It’s worth noting that many of the articles now locked behind paywalls were funded by the federal government in the first place. That means taxpayers are effectively paying twice: once to produce the science, and again for lost efficiency when government researchers can’t access it.
The decision to cancel these subscriptions was framed as a cost-saving measure. But it’s a false economy. The cost of restoring access to journals like those from Oxford or the National Academy of Sciences is likely a drop in the bucket compared to the cost of a single failed crop season due to poor pest management or delayed response to pest invasion.
Public research should be supported by public infrastructure. That includes access to knowledge. When we starve our scientists of the information they need, we’re not just hurting research — we’re undermining our food security, our environmental resilience, and our ability to respond to emerging threats.

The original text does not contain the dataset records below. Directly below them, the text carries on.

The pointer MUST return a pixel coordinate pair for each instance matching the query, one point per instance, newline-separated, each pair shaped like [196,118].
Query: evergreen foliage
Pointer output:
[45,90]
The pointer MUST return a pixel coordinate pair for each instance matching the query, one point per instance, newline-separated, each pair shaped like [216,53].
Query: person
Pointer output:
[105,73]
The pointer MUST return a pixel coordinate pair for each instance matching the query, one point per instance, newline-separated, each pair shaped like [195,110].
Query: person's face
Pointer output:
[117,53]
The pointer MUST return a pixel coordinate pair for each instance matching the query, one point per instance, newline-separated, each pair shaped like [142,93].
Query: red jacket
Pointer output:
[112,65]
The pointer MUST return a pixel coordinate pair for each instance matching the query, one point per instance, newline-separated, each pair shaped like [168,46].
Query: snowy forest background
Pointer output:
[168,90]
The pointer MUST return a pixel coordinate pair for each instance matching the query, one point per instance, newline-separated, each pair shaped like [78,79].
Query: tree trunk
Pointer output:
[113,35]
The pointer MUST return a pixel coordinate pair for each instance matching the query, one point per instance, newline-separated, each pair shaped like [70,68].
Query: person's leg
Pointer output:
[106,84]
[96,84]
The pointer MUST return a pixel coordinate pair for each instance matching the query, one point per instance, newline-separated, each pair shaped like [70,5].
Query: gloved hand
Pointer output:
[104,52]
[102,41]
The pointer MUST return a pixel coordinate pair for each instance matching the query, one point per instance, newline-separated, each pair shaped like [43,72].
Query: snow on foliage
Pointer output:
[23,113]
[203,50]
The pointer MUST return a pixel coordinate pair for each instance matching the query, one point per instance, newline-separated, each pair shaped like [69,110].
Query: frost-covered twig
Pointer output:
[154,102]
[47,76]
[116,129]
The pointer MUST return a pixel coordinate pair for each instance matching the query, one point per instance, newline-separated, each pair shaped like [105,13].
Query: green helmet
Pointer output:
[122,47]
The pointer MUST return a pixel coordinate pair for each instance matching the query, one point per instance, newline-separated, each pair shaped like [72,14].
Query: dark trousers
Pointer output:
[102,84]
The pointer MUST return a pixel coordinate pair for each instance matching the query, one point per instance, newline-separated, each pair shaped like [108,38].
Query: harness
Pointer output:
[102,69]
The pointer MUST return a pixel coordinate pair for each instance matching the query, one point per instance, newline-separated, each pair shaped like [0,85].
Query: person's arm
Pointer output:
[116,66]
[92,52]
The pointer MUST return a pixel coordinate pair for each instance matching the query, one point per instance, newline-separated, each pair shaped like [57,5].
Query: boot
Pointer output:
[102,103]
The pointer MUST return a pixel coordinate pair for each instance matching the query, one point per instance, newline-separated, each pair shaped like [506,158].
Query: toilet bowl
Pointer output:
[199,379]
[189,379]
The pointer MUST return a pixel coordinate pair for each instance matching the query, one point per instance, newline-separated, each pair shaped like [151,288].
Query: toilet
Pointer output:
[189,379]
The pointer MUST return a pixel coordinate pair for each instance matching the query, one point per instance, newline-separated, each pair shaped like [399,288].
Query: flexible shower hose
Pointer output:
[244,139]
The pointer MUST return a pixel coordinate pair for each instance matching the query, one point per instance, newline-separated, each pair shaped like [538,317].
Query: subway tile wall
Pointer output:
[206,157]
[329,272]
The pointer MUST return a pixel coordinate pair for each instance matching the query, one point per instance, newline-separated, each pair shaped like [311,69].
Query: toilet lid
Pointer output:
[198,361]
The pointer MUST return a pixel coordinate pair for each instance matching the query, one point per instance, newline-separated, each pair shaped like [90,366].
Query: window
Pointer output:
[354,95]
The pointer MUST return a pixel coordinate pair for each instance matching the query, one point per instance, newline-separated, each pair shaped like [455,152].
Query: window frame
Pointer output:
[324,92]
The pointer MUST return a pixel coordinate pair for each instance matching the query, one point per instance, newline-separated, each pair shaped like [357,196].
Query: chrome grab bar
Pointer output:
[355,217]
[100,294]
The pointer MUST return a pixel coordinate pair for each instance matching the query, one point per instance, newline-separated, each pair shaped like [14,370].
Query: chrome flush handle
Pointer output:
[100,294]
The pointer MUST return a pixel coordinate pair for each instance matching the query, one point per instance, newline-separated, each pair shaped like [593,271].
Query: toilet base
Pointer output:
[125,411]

There are solutions. Congress can act to restore funding for the NAL’s journal subscriptions. Agencies can also renegotiate agreements with publishers or invest in broad-based open-access strategies. But whatever the path forward, the outcome should be clear: Researchers funded to serve the public should not be locked out of the knowledge required to do that job.
In a time of mounting agricultural and ecological challenges, we need to empower scientists, not sabotage them.
You can’t fix what you can’t see. And right now, scientists like me are being asked to solve some of our country’s most urgent problems — while being kept in the dark.
Madison Sankovitz is a postdoctoral researcher at the Boulder Bee Lab at the University of Colorado Boulder who is currently funded by the USDA’s Animal and Plant Health Inspection Service. Views expressed in this piece do not reflect the official positions of the USDA or the University of Colorado.